John Shattuck is Professor of Practice at the Fletcher School of Law and Diplomacy and Senior Fellow at the Harvard Kennedy School Center for Human Rights Policy. Professor served as President and Rector of CEU from 2009 to 2016, becoming President Emeritus on August 1, 2016. The University preserved Shattuck's legacy by renaming the Center of Conflict, Negotiation and Recovery in honor of his visionary leadership of CEU and as a tribute to his lifelong dedication to human rights and civil liberties. 

Shattuck’s distinguished career spans more than four decades in higher education, international diplomacy, foreign policy and human rights. Before coming to CEU, he was CEO of the John F. Kennedy Library Foundation, a national public affairs center in Boston, and Senior Fellow at Tufts University. President Shattuck served as Assistant Secretary of State for Democracy, Human Rights and Labor under President Clinton, playing a major role in the establishment by the United Nations of the International Criminal Tribunals for Rwanda and the former Yugoslavia; assisting an international coalition under UN authority to restore a democratically-elected government to Haiti; and negotiating the Dayton Peace Agreement and other efforts to end the war in Bosnia. Subsequently he served as US Ambassador to the Czech Republic. In recognition of his human rights leadership, he has received the International Human Rights Award from the United Nations Association of Boston; the Ambassador’s Award from the American Bar Association Central and East European Law Initiative; and the Tufts University Jean Mayer Global Citizenship Award.

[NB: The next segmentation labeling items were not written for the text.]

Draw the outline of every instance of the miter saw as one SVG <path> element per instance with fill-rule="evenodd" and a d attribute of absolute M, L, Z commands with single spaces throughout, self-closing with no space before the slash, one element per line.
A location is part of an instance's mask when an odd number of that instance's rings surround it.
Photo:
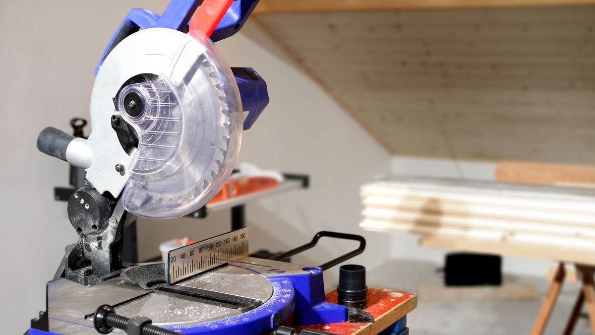
<path fill-rule="evenodd" d="M 371 321 L 357 309 L 365 286 L 344 288 L 343 305 L 325 301 L 322 271 L 361 253 L 358 235 L 321 232 L 265 260 L 248 256 L 242 228 L 172 250 L 167 262 L 123 264 L 127 224 L 204 206 L 231 173 L 243 130 L 268 103 L 262 78 L 230 68 L 214 44 L 236 32 L 257 2 L 173 0 L 162 15 L 131 10 L 95 70 L 88 139 L 52 128 L 40 134 L 40 151 L 84 169 L 86 178 L 67 206 L 80 238 L 66 247 L 30 334 L 281 335 L 295 333 L 283 322 Z M 280 261 L 323 237 L 359 247 L 319 266 Z"/>

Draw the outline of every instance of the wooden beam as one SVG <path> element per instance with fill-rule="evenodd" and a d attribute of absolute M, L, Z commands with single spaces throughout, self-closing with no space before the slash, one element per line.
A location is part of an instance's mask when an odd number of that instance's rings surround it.
<path fill-rule="evenodd" d="M 501 162 L 496 180 L 546 185 L 595 185 L 595 166 Z"/>
<path fill-rule="evenodd" d="M 254 13 L 383 11 L 595 4 L 595 0 L 261 0 Z"/>

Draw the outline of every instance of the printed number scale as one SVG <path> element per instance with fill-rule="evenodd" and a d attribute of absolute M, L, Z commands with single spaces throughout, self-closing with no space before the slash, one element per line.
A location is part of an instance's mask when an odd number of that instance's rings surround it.
<path fill-rule="evenodd" d="M 170 250 L 167 257 L 167 282 L 174 284 L 231 260 L 248 256 L 246 228 Z"/>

Prior to his government service, President Shattuck was a Vice-President at Harvard University, taught at the Harvard Law School, and was a Research Associate at the Kennedy School of Government. Shattuck’s career began at the American Civil Liberties Union, where he served as Executive Director of the Washington Office and National Staff Counsel. In 1984 he received the Roger Baldwin Award for his national contribution to civil liberties.  Shattuck is the author of three books, including Freedom on Fire and Rights of Privacy. He has published more than 50 articles on human rights, civil liberties, international relations, public service and higher education. In 2007 he was elected to the American Academy of Arts and Sciences.  A graduate of Yale Law School, where he received a JD degree, Shattuck was awarded an MA from Clare College, Cambridge University, with First Class Honors in international law, and a BA from Yale College, magna cum laude and Phi Beta Kappa.